From that horrific moment on, Fred Goldman has become one of the most dogged, determined fathers I have ever seen in any walk of life. If it sounds like I admire him, it should. I do. He's been placed in the center of everything O.J., from the day of the infamous Bronco chase to the arrest to the Trial of the Century to his family winning a $33.5-million civil lawsuit against Simpson, who came unglued more than once when he finally had to testify in his own defense. And just so you know, all Goldman has collected from that wrongful death settlement is less than one percent of what's owed.

And now the latest has again made Goldman and his daughter Kim front-page news.

When contacted by the various news outlets about the parole board's decision, Goldman was as much on the muscle as he'd ever been ... and maybe just a bit more.

Simpson is a "sociopath, a narcissistic liar, a murderer, a thug, a kidnapper, a robber," read the Los Angeles Times headline.

That about sums that up.

And the thing is, no one really knew what kind of guy we were dealing with back in 1994. Goldman, who was born in Chicago in 1940, had a California cool mustache and had suddenly been thrust into the glare of the media spotlight, seemingly carrying the weight of the world on his shoulders.

How does one hold up under such scrutiny? How do you deal with the day-to-day of your existence after you've become the unwanted collateral damage of a crazed killer with a murderous agenda?

Well, Goldman did as well as anyone can be expected. Asked by a CBS reporter in 2014 about his son 20 years after the murder, Goldman said of Ron: "He was thoughtful. He was caring. He was loving. I'm proud of my son every day of my life. He was who he was, and that's why he chose to return the sunglasses to Nicole's mother or for Nicole's mother. And it's that act of kindness that got him killed.

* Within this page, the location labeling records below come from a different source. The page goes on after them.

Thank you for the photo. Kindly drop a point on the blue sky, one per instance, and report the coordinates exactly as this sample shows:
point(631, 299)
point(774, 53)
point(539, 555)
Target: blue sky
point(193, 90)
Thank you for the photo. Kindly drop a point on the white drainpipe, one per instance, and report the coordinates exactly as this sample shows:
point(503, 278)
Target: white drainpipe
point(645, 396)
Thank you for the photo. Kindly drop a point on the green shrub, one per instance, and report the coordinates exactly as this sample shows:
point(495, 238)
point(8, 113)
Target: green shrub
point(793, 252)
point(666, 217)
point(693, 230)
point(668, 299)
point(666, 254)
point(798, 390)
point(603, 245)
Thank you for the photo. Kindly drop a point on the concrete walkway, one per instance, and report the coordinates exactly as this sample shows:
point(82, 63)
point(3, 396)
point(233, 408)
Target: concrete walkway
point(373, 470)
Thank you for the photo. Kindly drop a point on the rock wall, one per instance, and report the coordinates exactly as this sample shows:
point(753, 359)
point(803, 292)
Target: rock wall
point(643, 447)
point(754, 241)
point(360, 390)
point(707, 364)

I wish that Ron had not been so kind that night.''

When the elder Goldman received the phone call from the police the morning after the killings, he asked police why in the world would they be calling him.

"Because your son was the other victim," he was told.

I've seen Goldman enough over the years to know that the pain is still there, seemingly as fresh as it was that morning when he first got the news.

"It's always there," Goldman told the CBS reporter of the heartache. "Almost at the drop of a hat, I can get emotional or cry."

Besides coping with the death, Goldman has been forced to deal with many other side effects, including being a branded a racist for not agreeing with the jury' s finding, hardly surprising considering the entire trial turned into referendum on celebrity and race, tactics pushed forward by Simpson's defense team led by the late Johnny Cochran.

I'm sure the racist nonsense came up again after last week's comments from the Goldman camp. It always does, even when it doesn't belong in the conversation. I don't think Fred Goldman is a racist. I don't think a lot of people who've been so branded are racists. I also know that far too many people still are and always will be.

What Fred Goldman has been since we first saw him was a terribly wounded but a terribly proud dad who's tried to be honest, who hasn't held back much of anything he feels as he's dealt with loss that still seems unimaginable to many. Nor should he have to worry about it.

He's not someone who deserves to be skewered, who's somehow become the face of anything other than having to cope with one of the most profound losses any human being can suffer.

To his everlasting credit, Goldman has shown us all that being a dad doesn't just stop in a fateful moment. It endures forever. The great George Strait once told us a secret about a father's love, how it's a love without end, amen.

That's who Fred Goldman is. It's who he'll always be until the day he leaves this earth.

Terry Boers was a longtime sports writer for the Chicago Sun-Times and a host on 670 The Score from the station's inception in 1992 until he retired in January 2017.